Sainsbury’s has confirmed it has agreed terms for a £12 billion merger with Walmart-owned Asda, setting the stage for one of the most audacious deals in British retail history.
The duo – the UK’s number two and three supermarkets – said on Monday that the unified group would have combined revenues of £51 billion and boast a network of 2,800 Sainsbury’s, Asda and Argos stores.
It will aim to generate £500 million in cost savings but Sainsbury’s insisted there are no planned store closures as part of the merger, with both brands to operate side by side.
It will see Asda owner Walmart hold 42% of the new business and receive £2.97 billion in cash, valuing Asda at £7.3 billion.
Sainsbury’s is valued at around £5.9 billion.
“As one of the largest employers in the country, the combined business will become an even greater contributor to the British economy.”
If it goes ahead, the combination will create a high street titan with a bigger share of the market than Tesco.
Latest figures show that Tesco has a 27.6% market share, while Sainsbury’s has 15.8% and Asda has 15.6%. Together, they would move ahead of Tesco, with 31.4% of the market.
Following the tie-up, the two grocers will continue to have their own chief executives, Sainsbury’s under Mike Coupe and Asda under Roger Burnley.
Mr Coupe said: “This is a transformational opportunity to create a new force in UK retail, which will be more competitive and give customers more of what they want now and in the future.
“It will create a business that is more dynamic, more adaptable, more resilient and an even bigger contributor to the UK economy.
“Having worked at Asda before Sainsbury’s, I understand the culture and the businesses well and believe they are the best possible fit.
“This creates a great deal for customers, colleagues, suppliers and shareholders and I am excited about the opportunities ahead and what we can achieve together.”
Unions have raised fears over the prospects for jobs, although Sainsbury’s said that the deal will “offer more opportunities” for over 330,000 colleagues at all levels.
Unite has called for “guarantees on jobs” and demanded sit down meetings with senior bosses at both Sainsbury’s and Asda.

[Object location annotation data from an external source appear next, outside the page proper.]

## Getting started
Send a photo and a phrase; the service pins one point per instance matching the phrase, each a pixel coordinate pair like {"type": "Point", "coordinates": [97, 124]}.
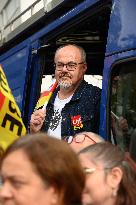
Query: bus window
{"type": "Point", "coordinates": [123, 105]}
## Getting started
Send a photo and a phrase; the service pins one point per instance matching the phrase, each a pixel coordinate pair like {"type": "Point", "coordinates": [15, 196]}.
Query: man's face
{"type": "Point", "coordinates": [21, 184]}
{"type": "Point", "coordinates": [66, 76]}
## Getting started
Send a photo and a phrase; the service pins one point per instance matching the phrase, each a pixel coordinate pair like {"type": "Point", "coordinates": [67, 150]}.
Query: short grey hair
{"type": "Point", "coordinates": [83, 53]}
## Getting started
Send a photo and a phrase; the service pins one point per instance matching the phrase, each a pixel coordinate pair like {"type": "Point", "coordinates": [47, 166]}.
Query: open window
{"type": "Point", "coordinates": [123, 106]}
{"type": "Point", "coordinates": [88, 30]}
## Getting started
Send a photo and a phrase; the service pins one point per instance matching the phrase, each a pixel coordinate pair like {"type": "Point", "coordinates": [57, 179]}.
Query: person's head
{"type": "Point", "coordinates": [84, 139]}
{"type": "Point", "coordinates": [110, 176]}
{"type": "Point", "coordinates": [38, 169]}
{"type": "Point", "coordinates": [70, 65]}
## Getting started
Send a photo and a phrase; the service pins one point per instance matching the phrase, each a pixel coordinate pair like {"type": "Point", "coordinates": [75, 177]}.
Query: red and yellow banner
{"type": "Point", "coordinates": [44, 99]}
{"type": "Point", "coordinates": [11, 124]}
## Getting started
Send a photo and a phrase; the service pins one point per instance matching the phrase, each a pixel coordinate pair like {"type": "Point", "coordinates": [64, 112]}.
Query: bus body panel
{"type": "Point", "coordinates": [122, 30]}
{"type": "Point", "coordinates": [104, 109]}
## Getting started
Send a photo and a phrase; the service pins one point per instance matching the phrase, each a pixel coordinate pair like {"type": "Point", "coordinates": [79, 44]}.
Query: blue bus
{"type": "Point", "coordinates": [107, 31]}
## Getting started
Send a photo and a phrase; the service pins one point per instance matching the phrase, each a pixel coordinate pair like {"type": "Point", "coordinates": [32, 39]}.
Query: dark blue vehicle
{"type": "Point", "coordinates": [107, 31]}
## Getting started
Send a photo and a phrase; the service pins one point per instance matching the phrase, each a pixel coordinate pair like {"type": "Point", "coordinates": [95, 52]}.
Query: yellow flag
{"type": "Point", "coordinates": [11, 124]}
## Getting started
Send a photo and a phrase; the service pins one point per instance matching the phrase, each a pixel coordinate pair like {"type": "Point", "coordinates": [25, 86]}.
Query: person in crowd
{"type": "Point", "coordinates": [74, 105]}
{"type": "Point", "coordinates": [83, 139]}
{"type": "Point", "coordinates": [110, 175]}
{"type": "Point", "coordinates": [38, 169]}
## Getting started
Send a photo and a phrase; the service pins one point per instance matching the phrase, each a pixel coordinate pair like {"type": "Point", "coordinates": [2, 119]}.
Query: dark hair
{"type": "Point", "coordinates": [83, 53]}
{"type": "Point", "coordinates": [112, 156]}
{"type": "Point", "coordinates": [55, 162]}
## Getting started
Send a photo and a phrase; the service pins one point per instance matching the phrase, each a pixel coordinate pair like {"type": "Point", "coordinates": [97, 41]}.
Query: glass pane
{"type": "Point", "coordinates": [123, 105]}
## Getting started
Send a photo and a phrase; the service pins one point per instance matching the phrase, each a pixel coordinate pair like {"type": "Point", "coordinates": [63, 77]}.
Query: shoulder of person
{"type": "Point", "coordinates": [92, 89]}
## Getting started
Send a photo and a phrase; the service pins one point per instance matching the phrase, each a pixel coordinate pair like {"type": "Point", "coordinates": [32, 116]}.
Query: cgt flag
{"type": "Point", "coordinates": [44, 99]}
{"type": "Point", "coordinates": [11, 124]}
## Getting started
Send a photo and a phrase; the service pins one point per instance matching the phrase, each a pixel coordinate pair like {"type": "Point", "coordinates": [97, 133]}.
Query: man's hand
{"type": "Point", "coordinates": [37, 119]}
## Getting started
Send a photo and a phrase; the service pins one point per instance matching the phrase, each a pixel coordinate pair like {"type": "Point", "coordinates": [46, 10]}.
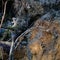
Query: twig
{"type": "Point", "coordinates": [3, 14]}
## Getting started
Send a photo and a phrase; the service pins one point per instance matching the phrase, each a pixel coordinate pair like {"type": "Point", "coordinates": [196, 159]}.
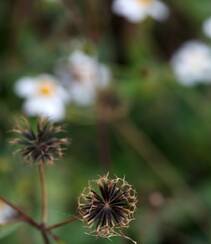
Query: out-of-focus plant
{"type": "Point", "coordinates": [108, 206]}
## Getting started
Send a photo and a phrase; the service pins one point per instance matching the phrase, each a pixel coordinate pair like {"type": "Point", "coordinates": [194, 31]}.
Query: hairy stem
{"type": "Point", "coordinates": [64, 222]}
{"type": "Point", "coordinates": [44, 201]}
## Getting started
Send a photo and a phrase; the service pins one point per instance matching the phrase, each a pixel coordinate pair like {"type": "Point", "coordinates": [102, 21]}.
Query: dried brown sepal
{"type": "Point", "coordinates": [43, 144]}
{"type": "Point", "coordinates": [107, 206]}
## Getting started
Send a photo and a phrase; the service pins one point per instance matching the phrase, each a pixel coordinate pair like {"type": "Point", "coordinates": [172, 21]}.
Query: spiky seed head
{"type": "Point", "coordinates": [107, 206]}
{"type": "Point", "coordinates": [42, 144]}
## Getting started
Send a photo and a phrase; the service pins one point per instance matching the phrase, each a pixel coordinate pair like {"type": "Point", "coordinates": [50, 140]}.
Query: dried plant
{"type": "Point", "coordinates": [42, 144]}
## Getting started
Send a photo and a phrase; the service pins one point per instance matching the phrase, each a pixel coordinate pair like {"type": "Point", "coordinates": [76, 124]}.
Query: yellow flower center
{"type": "Point", "coordinates": [145, 2]}
{"type": "Point", "coordinates": [46, 89]}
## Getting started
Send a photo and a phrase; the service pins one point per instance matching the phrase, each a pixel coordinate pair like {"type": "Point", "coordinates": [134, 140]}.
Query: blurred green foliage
{"type": "Point", "coordinates": [163, 144]}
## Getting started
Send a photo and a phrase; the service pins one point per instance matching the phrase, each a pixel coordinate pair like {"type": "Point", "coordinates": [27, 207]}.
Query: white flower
{"type": "Point", "coordinates": [138, 10]}
{"type": "Point", "coordinates": [207, 27]}
{"type": "Point", "coordinates": [84, 76]}
{"type": "Point", "coordinates": [192, 63]}
{"type": "Point", "coordinates": [44, 96]}
{"type": "Point", "coordinates": [6, 213]}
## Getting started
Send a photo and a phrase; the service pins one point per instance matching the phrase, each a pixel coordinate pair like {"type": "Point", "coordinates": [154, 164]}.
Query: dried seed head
{"type": "Point", "coordinates": [42, 144]}
{"type": "Point", "coordinates": [7, 214]}
{"type": "Point", "coordinates": [108, 206]}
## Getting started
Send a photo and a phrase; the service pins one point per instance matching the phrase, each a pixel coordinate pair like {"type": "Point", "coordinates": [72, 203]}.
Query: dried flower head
{"type": "Point", "coordinates": [7, 214]}
{"type": "Point", "coordinates": [42, 144]}
{"type": "Point", "coordinates": [108, 206]}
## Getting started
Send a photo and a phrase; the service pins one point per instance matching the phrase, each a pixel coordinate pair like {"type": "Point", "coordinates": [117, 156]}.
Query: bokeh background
{"type": "Point", "coordinates": [157, 133]}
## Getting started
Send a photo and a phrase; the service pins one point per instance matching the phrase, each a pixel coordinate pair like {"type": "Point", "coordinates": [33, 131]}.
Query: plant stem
{"type": "Point", "coordinates": [64, 222]}
{"type": "Point", "coordinates": [44, 201]}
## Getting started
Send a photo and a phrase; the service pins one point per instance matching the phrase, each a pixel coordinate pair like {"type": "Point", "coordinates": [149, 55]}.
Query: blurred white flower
{"type": "Point", "coordinates": [84, 75]}
{"type": "Point", "coordinates": [7, 214]}
{"type": "Point", "coordinates": [44, 96]}
{"type": "Point", "coordinates": [192, 63]}
{"type": "Point", "coordinates": [207, 27]}
{"type": "Point", "coordinates": [138, 10]}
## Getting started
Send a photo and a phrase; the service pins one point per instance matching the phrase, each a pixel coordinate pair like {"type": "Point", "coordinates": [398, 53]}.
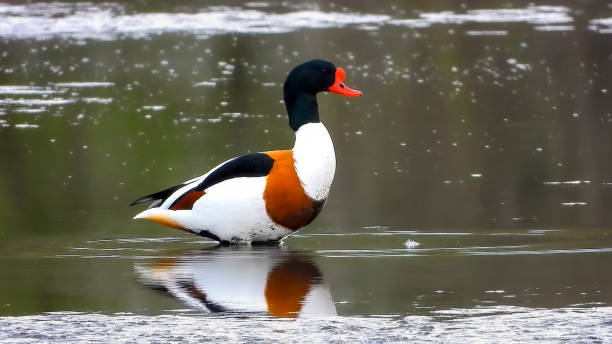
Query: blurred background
{"type": "Point", "coordinates": [476, 117]}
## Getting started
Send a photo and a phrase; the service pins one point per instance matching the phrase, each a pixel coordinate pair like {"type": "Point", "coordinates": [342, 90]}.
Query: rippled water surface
{"type": "Point", "coordinates": [472, 196]}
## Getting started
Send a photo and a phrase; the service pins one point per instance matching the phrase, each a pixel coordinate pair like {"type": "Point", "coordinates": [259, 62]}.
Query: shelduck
{"type": "Point", "coordinates": [262, 197]}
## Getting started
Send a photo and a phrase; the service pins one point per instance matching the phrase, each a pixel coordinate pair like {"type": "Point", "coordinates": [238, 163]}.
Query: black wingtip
{"type": "Point", "coordinates": [141, 200]}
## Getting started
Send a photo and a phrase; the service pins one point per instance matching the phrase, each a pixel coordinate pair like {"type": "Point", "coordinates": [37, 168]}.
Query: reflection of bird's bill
{"type": "Point", "coordinates": [282, 284]}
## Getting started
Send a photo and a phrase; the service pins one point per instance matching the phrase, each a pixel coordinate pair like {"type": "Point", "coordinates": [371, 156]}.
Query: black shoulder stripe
{"type": "Point", "coordinates": [250, 165]}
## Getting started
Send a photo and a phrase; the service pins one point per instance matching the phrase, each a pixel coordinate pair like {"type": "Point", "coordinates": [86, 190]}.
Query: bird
{"type": "Point", "coordinates": [265, 196]}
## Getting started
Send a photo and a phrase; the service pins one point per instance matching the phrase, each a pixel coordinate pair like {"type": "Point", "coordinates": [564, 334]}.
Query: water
{"type": "Point", "coordinates": [470, 201]}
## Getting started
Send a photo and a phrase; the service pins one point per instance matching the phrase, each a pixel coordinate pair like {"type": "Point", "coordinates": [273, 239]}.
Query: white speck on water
{"type": "Point", "coordinates": [85, 84]}
{"type": "Point", "coordinates": [28, 90]}
{"type": "Point", "coordinates": [26, 126]}
{"type": "Point", "coordinates": [411, 243]}
{"type": "Point", "coordinates": [36, 102]}
{"type": "Point", "coordinates": [601, 25]}
{"type": "Point", "coordinates": [487, 33]}
{"type": "Point", "coordinates": [97, 100]}
{"type": "Point", "coordinates": [555, 28]}
{"type": "Point", "coordinates": [154, 107]}
{"type": "Point", "coordinates": [205, 83]}
{"type": "Point", "coordinates": [31, 110]}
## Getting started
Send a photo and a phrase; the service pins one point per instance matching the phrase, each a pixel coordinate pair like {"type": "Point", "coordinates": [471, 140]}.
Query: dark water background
{"type": "Point", "coordinates": [484, 135]}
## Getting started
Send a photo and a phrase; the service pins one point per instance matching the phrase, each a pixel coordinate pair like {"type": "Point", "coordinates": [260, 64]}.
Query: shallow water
{"type": "Point", "coordinates": [471, 200]}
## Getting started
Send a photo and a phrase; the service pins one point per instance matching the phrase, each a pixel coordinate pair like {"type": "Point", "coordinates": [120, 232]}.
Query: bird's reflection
{"type": "Point", "coordinates": [245, 279]}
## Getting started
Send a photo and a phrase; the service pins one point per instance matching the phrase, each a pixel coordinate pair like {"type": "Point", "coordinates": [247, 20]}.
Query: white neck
{"type": "Point", "coordinates": [315, 160]}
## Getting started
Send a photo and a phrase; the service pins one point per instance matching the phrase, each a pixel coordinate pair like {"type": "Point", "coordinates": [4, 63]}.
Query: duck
{"type": "Point", "coordinates": [262, 197]}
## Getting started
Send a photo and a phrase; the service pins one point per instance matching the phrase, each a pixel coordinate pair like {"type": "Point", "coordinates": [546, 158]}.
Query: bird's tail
{"type": "Point", "coordinates": [165, 217]}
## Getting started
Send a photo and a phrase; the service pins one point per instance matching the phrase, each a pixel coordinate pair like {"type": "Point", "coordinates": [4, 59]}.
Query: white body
{"type": "Point", "coordinates": [234, 210]}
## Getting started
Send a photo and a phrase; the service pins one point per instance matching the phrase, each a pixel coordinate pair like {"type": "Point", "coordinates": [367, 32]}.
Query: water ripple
{"type": "Point", "coordinates": [108, 21]}
{"type": "Point", "coordinates": [498, 324]}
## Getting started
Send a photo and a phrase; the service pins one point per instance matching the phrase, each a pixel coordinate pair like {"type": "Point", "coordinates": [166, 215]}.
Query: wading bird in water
{"type": "Point", "coordinates": [262, 197]}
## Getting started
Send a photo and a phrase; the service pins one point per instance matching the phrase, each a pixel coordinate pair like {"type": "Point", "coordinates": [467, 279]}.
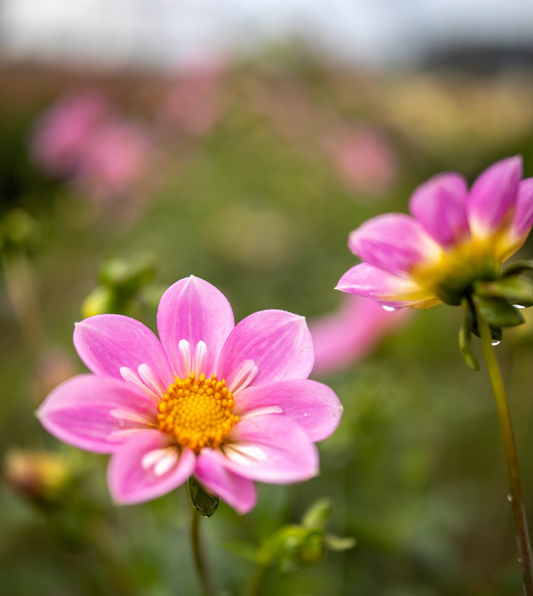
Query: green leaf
{"type": "Point", "coordinates": [497, 312]}
{"type": "Point", "coordinates": [339, 543]}
{"type": "Point", "coordinates": [244, 550]}
{"type": "Point", "coordinates": [516, 289]}
{"type": "Point", "coordinates": [205, 503]}
{"type": "Point", "coordinates": [465, 336]}
{"type": "Point", "coordinates": [318, 514]}
{"type": "Point", "coordinates": [517, 268]}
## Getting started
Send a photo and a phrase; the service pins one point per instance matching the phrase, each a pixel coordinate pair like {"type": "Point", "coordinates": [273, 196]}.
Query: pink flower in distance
{"type": "Point", "coordinates": [455, 237]}
{"type": "Point", "coordinates": [115, 157]}
{"type": "Point", "coordinates": [352, 332]}
{"type": "Point", "coordinates": [228, 404]}
{"type": "Point", "coordinates": [62, 131]}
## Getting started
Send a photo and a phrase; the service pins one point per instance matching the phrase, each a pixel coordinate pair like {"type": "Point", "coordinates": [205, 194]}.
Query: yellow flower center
{"type": "Point", "coordinates": [197, 412]}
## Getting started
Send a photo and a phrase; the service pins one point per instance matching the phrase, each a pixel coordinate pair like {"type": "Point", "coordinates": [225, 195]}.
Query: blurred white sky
{"type": "Point", "coordinates": [163, 32]}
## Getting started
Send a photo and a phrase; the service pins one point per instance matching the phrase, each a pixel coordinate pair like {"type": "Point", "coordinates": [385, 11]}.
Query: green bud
{"type": "Point", "coordinates": [99, 301]}
{"type": "Point", "coordinates": [205, 503]}
{"type": "Point", "coordinates": [318, 513]}
{"type": "Point", "coordinates": [128, 275]}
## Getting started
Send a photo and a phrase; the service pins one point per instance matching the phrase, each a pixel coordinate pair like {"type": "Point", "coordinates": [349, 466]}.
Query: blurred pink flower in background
{"type": "Point", "coordinates": [355, 330]}
{"type": "Point", "coordinates": [115, 158]}
{"type": "Point", "coordinates": [363, 159]}
{"type": "Point", "coordinates": [62, 131]}
{"type": "Point", "coordinates": [194, 103]}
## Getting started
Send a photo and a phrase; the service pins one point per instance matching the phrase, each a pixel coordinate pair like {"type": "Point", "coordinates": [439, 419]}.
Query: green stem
{"type": "Point", "coordinates": [199, 559]}
{"type": "Point", "coordinates": [515, 489]}
{"type": "Point", "coordinates": [255, 580]}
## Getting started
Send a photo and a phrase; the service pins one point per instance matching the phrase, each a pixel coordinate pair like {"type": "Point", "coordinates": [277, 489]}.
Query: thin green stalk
{"type": "Point", "coordinates": [515, 489]}
{"type": "Point", "coordinates": [199, 559]}
{"type": "Point", "coordinates": [255, 580]}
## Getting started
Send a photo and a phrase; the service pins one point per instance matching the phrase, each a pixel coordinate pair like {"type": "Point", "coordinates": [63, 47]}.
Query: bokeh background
{"type": "Point", "coordinates": [145, 140]}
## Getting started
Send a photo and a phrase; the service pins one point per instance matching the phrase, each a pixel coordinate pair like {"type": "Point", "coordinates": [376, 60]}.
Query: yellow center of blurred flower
{"type": "Point", "coordinates": [453, 275]}
{"type": "Point", "coordinates": [197, 412]}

Liberal Democrat leader Sir Vince Cable, the former business secretary, said the CMA “must investigate” any deal, with shadow business secretary Rebecca Long-Bailey echoing the call.
Sir Vince said the CMA should force the companies to sell off stores if the merger meant the new giant was dominant in a particular area, telling the watchdog’s new chief, Andrew Tyrie, to “get tough with monopolies”.
Ms Bailey warned that, in the absence of proper vetting, it would be “British shoppers that suffer from rising prices and British workers that may be fearing for their jobs”.
Shares in Sainsbury’s rocketed 20% at the market open as investors interpreted the deal as a boon for the firm.
Conversely, shares in Tesco fell 4% and Morrisons stock was down 3%.
Separately, Sainsbury’s revealed that its full year pre-tax profit fell 19% to £409 million. Like for like sales grew 1.3% and the group delivered £185 million in cost savings, driven by cost savings linked to its integration of Argos.
Asda, meanwhile, saw its fourth consecutive quarter of positive like-for-like sales growth in the three months to March 31.
In the financial year to December 2017, Asda saw a 2.6% in sales to around £22.2 billion and a return to positive comparable sales for the full year.
However, investments in price dragged down operating profit to £720 million from £845 million.